Détruire un certain nombre de pays ne leur suffit pas, dit l'Ethnologue. Ils veulent le chaos total, avec, si possible, de grands mouvements de populations: du Sud en direction du Nord, comme il se doit. En ligne de mire, bien sûr, l'Europe. C'est ça l'objectif*. Vers 2050, estiment-ils, il devrait être atteint. Dans cette démarche, ils peuvent compter sur leurs alliés habituels: la théocratie séoudienne, d'une part, mais aussi les islamistes turcs, certains réseaux djihadistes, les ..., etc. La Syrie, il est vrai, leur donne passablement de fil à retordre. Davantage, en tous cas, qu'ils ne le pensaient. Malgré un gros investissement militaire et logistique de leur part depuis maintenant plus de trois ans, ils n'arrivent toujours pas à régler le problème. Ils viennent par ailleurs de subir un échec en Egypte. Leur grand atout, en fait, ce sont les Européens eux-mêmes, et en particulier les Français. Ils ne pensaient pas que ces derniers se montreraient aussi coopératifs. Réellement ils sont surpris. En contrepartie, ils se heurtent aux Russes et aux Chinois. Les Russes, on le sait, ont une manière bien à eux de faire la guerre. Jusqu'ici ils n'ont fait que reculer. Mais rien ne dit qu'ils reculeront toujours.

* "Double veto", 15 février 2012.




9/02/2013

Si tu ne le fais pas

Ou je me trompe fort, ou il a peur, dit l'Etudiante. On ne comprendrait pas autrement ses valses-hésitations. Comme tu le sais, on commémore cette année-ci le cinquantième anniversaire de l'assassinat de JFK, dit le Colonel. Ceci explique peut-être cela. C'est-à-dire, dit l'Etudiante? Très probablement, il est hostile à cette guerre, dit le Colonel. Il n'est pas idiot, il sait sur quoi elle risque de déboucher. Par ailleurs, autant que je puisse en juger, c'est un honnête homme. Comme l'était d'ailleurs JFK. Simplement ce n'est pas lui qui décide*. Tu veux dire que..., dit l'Etudiante? Soit tu fais ce qu'on te dit de faire, soit tu ne le fais pas, dit le Colonel. Si tu ne le fais pas, tu sais à quoi tu t'exposes. Une expression allemande résume bien la situation, dit l'Avocate: "Entrer dans la zone des balles".

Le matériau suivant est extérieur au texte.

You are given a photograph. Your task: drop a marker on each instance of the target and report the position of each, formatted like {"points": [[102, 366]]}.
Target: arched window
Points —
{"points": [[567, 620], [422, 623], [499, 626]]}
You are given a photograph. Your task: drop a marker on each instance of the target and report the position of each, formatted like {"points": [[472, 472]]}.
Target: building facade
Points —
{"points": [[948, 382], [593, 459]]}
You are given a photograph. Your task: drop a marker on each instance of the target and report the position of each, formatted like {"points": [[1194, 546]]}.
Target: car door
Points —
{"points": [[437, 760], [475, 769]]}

* "Pressentiment", 28 juillet 2013.

9/01/2013

Quoi par exemple?

Les gens en veulent décidément beaucoup aux Américains, dit l'Etudiante. Que ne raconte-t-on à leur sujet. C'est comme en 2001, dit l'Auditrice. A l'époque, déjà, on disait beaucoup de choses. Quoi par exemple, dit le Collégien? Oh, rien de particulier, dit l'Auditrice. Des bêtises. On disait que ... Comme si les Américains avaient besoin de prétextes pour faire ce qu'ils ont envie de faire, dit l'Etudiante. Ils le font, c'est tout. Ce qu'ils font n'a d'ailleurs rien d'immoral. C'est le mal qui est immoral, non le bien qui est le contraire du mal. Là, incontestablement, vous avez raison, dit la Poire. En plus, on a des preuves.